Regarding his family's role in the business Charles Fane-Trefusis stated:
"The current generation take a strategic leadership role and employ professional managers to deliver the strategy. The family is actively involved in steering the business and influencing decisions relating to our impact on society and the environment particularly. Over recent decades the family has agreed and ensured a common purpose. More recently after successful engagement with IMD in Lausanne, a "Family Constitution" has been developed which is regularly reviewed and provides a focus for discussion and reflection".

===Trustees===
Trustees of Devon Clinton Estates include:
- Andrew Christie-Miller (born 1951), a chartered surveyor, former owner of the Clarendon Park Estate, Alderbury, in Wiltshire, a past Chairman of the Game and Wildlife Conservation Trust and Timber Growers UK, Chairman of Salisbury Cathedral Trust, Chairman of Ernest Cook Trust and a trustee of the Duke of Roxburghe's Roxburghe Estates, High Sheriff of Wiltshire in 1996.
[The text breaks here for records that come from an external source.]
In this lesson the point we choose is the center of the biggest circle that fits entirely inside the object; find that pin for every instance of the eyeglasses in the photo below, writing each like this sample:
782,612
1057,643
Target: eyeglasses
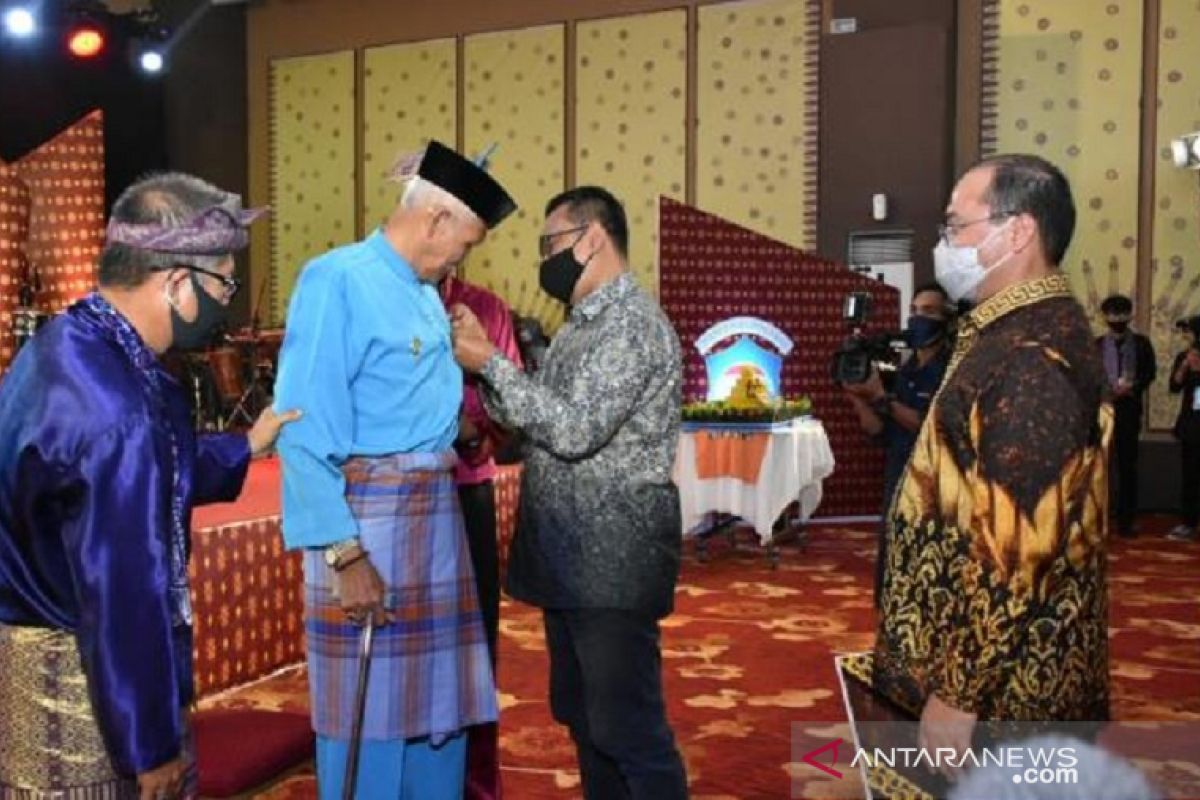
948,230
546,240
229,284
- Lord Curry of Kirkharle, a farmer in Northumberland, cross-bench peer in the House of Lords, chairman of the Leckford Estate owned by the supermarket Waitrose, chairman of the Better Regulation Executive and previously chairman of the Delivery Group overseeing the Government’s Sustainable Farming & Food Strategy; a member of the Council of the Royal Agricultural Society of England and a trustee of the Lawes Trust, Rothamsted Research and a trustee of the National Farmers Union Mutual Charitable Trust.